The therapist should make an assessment of the client situation prior to commencement of sessions. Their problems and requirements should be included within this assessment, and it may well be that this process takes the form of the first session depending upon individual working practices.
Establishing an agreed programme of therapy with clients and elicits commitment on both sides. It also protects the therapist from financial loss if there is a contracted agreement in place. This, of course depends on business practices etc.
The clients need to be aware that in order for the therapy to be successful they need to have input which is external from the sessions. This is usually in the form of homework or tasks which are designed to help them implement changes or new concepts between sessions.
Clients will be particularly concerned with regards to confidentiality and it is the therapist’s role to ensure that the absolute condition of confidentiality is conveyed to them and adhered to. The codes of ethics of associations, professional bodies etc. are there for the purpose of clarification.
When individuals present for CBT, they may have been referred from other professionals or services as well as self-referral. For example:
- Social services
The unit also covers client assessment, case formulation and approaches within CBT
Unit 14: CBT: Interventions allied to techniques and individual problems
Learning hours: 150
The relationship between beliefs, thoughts and behaviour is central to the accurate understanding of emotional problems within a CBT situation, not least because the way we behave is a product of our experiences. These behaviour patterns are then reinforced, especially is our experiences act as the reinforcer.
The unit specifically deals with:
- CBT and depression
- CBT and obsessive compulsive disorder
- CBT and PTSD
- CBT and panic disorders
- CBT and phobias and fears
Unit 15: CBT: Internal and external contributing factors
Learning hours: 150
Researchers believe that personality may play a role in the development of an anxiety disorder, noting that people who have low self-esteem and poor coping skills may be more prone.
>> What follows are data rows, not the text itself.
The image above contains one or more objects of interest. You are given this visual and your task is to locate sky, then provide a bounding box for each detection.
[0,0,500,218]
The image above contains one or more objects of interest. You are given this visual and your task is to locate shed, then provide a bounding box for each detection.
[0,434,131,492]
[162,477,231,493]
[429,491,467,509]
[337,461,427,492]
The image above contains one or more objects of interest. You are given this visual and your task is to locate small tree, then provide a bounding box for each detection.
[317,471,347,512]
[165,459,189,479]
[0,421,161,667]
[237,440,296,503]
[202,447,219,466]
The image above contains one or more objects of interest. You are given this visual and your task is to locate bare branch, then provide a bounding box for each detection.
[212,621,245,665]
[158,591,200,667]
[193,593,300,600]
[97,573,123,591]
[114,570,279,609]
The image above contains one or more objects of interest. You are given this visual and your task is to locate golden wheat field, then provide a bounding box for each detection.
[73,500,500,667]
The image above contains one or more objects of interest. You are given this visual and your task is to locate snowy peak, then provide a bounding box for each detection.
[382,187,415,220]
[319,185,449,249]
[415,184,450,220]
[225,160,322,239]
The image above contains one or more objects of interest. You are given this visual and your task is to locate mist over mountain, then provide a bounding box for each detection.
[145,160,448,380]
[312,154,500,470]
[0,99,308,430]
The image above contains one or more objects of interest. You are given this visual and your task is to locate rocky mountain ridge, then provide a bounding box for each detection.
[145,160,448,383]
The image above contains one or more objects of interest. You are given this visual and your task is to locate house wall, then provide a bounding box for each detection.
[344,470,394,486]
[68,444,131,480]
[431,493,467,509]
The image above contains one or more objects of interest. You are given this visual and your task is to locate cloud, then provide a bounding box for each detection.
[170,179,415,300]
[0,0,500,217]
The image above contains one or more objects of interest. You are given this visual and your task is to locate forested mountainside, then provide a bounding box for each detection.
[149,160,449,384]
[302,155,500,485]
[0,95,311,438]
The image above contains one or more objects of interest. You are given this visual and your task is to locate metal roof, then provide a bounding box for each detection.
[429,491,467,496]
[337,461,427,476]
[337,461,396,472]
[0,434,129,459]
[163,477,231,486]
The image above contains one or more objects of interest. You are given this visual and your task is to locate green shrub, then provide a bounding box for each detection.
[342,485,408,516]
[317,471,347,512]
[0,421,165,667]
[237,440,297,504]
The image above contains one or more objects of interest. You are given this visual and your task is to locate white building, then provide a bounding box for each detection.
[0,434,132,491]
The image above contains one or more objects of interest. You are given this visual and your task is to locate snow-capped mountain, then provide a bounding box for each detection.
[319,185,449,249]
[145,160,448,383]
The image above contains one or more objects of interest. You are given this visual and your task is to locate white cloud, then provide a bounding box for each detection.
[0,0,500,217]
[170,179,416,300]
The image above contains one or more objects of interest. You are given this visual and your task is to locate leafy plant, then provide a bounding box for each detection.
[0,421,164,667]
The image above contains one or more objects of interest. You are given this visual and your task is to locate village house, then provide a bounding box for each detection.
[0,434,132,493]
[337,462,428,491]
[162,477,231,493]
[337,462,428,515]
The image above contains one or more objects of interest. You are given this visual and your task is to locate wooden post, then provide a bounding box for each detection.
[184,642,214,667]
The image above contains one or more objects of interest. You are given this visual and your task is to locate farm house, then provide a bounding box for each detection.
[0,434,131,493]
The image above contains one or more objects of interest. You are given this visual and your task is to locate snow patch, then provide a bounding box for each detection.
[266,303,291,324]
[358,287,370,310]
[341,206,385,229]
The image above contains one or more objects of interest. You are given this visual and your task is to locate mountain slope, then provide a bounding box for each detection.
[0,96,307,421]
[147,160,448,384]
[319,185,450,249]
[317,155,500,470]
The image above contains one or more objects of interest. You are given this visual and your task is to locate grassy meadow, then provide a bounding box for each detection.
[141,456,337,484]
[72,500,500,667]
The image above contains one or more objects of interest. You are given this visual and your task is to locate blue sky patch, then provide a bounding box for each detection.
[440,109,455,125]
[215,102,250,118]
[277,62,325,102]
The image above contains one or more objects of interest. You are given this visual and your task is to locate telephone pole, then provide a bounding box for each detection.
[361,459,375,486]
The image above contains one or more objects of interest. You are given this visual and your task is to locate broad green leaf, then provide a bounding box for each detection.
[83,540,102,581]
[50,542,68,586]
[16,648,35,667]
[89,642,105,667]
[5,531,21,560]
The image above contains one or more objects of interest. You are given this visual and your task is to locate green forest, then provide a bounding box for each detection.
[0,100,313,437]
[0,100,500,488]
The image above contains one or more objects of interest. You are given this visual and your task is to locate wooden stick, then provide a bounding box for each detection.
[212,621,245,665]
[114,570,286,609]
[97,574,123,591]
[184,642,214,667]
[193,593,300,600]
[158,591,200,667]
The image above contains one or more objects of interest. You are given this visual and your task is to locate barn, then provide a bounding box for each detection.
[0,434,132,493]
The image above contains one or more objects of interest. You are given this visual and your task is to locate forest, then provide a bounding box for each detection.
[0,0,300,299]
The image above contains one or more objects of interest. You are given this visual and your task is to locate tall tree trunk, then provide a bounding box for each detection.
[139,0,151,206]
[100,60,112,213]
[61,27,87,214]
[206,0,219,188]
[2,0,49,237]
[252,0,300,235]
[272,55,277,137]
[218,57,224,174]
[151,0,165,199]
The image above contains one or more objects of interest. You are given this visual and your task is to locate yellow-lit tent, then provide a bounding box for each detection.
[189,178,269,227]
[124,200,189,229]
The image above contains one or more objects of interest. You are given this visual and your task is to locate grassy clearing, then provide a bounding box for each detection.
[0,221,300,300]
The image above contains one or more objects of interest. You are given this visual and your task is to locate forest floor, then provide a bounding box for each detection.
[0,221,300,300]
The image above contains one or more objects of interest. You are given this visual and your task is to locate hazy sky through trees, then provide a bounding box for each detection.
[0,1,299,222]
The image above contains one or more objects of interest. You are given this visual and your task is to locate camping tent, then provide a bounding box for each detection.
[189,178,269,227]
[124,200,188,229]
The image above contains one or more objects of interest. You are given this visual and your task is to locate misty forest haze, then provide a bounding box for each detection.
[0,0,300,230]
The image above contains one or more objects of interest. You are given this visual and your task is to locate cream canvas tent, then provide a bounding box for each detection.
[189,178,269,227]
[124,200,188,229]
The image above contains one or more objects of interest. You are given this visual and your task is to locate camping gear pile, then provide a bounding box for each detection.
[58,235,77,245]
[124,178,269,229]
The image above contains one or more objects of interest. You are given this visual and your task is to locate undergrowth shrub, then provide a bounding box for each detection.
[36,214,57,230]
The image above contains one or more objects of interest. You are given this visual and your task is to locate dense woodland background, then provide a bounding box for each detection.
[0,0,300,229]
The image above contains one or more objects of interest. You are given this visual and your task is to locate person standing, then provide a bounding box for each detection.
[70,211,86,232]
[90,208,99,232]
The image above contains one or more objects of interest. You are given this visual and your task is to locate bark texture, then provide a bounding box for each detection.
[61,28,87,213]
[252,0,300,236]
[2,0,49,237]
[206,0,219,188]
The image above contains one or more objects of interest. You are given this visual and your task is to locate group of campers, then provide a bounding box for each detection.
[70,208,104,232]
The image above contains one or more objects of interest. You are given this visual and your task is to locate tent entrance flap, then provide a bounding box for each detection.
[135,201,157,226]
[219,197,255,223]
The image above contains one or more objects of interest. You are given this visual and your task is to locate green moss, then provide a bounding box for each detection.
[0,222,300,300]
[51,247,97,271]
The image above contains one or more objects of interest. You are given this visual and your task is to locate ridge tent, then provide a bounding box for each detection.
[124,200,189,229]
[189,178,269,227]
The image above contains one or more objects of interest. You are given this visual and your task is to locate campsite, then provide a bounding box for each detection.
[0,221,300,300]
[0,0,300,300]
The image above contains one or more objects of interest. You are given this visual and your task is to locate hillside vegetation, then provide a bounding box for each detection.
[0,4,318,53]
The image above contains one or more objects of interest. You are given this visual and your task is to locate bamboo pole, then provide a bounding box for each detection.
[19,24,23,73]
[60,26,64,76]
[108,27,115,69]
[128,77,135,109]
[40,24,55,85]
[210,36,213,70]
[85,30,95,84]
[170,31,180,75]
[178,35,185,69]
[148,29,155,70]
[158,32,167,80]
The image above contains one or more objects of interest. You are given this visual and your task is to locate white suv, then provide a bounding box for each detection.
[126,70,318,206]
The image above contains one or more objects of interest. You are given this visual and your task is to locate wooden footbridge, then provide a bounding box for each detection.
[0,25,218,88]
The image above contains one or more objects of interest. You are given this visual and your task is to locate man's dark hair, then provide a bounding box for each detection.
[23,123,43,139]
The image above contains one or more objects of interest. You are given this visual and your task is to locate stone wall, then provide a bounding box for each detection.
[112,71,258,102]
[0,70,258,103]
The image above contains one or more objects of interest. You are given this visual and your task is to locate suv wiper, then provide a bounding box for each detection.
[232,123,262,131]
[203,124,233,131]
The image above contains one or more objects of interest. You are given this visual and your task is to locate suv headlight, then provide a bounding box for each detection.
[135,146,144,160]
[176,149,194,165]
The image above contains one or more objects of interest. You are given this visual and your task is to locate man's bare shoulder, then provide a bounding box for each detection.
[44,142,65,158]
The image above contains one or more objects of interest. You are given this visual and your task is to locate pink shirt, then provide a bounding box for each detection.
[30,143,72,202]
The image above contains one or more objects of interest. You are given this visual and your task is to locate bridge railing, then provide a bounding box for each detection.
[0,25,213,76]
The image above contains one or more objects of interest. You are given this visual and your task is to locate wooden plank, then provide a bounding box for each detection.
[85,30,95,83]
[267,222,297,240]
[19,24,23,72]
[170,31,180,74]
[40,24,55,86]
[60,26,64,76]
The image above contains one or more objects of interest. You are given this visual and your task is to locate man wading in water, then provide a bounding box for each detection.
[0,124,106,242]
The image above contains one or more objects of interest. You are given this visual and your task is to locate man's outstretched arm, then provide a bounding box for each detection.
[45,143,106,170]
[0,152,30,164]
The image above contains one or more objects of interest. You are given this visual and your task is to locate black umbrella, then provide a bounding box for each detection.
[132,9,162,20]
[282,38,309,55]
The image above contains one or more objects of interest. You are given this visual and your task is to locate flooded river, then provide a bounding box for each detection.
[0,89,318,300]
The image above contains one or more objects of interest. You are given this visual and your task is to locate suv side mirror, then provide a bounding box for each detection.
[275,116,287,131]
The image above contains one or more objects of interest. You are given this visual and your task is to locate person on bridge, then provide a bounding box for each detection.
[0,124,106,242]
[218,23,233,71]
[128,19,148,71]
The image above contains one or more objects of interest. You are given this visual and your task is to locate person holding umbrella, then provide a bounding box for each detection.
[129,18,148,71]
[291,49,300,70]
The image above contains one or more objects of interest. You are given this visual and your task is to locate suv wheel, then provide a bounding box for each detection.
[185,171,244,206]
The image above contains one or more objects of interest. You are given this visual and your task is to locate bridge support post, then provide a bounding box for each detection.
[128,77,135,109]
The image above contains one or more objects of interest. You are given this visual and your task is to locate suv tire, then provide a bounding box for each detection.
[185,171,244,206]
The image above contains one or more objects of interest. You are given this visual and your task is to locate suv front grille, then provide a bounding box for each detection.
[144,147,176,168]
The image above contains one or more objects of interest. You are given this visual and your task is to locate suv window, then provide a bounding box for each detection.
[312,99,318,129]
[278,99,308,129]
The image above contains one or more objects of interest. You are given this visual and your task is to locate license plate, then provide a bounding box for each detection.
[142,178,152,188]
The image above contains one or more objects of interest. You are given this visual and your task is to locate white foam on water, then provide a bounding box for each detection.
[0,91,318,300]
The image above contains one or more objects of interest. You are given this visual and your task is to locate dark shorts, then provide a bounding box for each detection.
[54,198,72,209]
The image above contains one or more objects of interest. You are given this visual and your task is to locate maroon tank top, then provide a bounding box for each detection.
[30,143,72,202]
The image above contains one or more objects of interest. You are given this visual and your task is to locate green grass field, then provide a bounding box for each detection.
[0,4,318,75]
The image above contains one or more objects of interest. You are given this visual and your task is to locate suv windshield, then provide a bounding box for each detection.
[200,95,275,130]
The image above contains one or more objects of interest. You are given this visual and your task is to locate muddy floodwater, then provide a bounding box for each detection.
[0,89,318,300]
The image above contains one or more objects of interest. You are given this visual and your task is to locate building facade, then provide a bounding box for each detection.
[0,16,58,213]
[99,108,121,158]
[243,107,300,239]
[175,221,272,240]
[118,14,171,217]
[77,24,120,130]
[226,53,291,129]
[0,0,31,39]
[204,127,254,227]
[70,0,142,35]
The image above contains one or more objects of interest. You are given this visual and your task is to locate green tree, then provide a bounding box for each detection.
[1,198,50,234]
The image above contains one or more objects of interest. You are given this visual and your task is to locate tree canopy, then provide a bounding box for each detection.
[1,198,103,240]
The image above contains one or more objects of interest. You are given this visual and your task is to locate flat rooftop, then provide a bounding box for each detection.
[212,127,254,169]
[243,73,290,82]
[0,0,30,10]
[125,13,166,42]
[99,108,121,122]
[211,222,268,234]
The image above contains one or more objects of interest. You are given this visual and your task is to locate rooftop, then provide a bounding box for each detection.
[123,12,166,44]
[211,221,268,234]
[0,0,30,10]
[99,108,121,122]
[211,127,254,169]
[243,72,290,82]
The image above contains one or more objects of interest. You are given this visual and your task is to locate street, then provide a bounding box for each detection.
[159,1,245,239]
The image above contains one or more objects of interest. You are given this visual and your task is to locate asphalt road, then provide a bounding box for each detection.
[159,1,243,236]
Conversely, an anxiety disorder that begins in childhood may itself contribute to the development of low self-esteem. This could therefore be viewed as a cyclical process or mechanism. Those who live with high levels of anxiety will tend to focus solely on their symptoms of anxiety or negative stimulus, often looking for negative stimulus that is not there, or perceiving situations out of context.
Researchers believe that the relationship between anxiety disorders and long-term exposure to abuse, violence, or poverty is an important research area and these exposures may directly contribute to raised anxiety levels, and an individual's susceptibility to these disorders
It has been suggested that there are particular experiences, including heredity that can result in developing a predisposition to developing high levels of anxiety or an anxiety disorder. Once this predisposition has been established, there are definitive environmental situations and factors which precipitate or contribute to, precipitate high levels of anxiety
This unit explores these factors and presents approaches and strategies within CBT to address them
Unit 16: CBT: The intervention approaches
Learning hours: 150
If one accepts that maladaptive behaviour patterns (due to irrational thoughts or beliefs) are the result of previous reinforcement of some kind, then the behaviour is a conditioned one. Therefore these patterns should be able to be reversed by using the same processes, in other words by using reinforcers or conditioning. The following are some interventions which are used in the reversal process:
- Increased expectancies through observational learning.
- Self-instruction to alter expectancies and outcomes.
- Recognition of maladaptive thoughts and beliefs, and adjustments.
- Rejection of negativity.
- Confronting stressors.
- Relaxation and focusing exercises.
This unit explores these interventional approaches and discusses specialist professional skills requirements for effective delivery of the programme.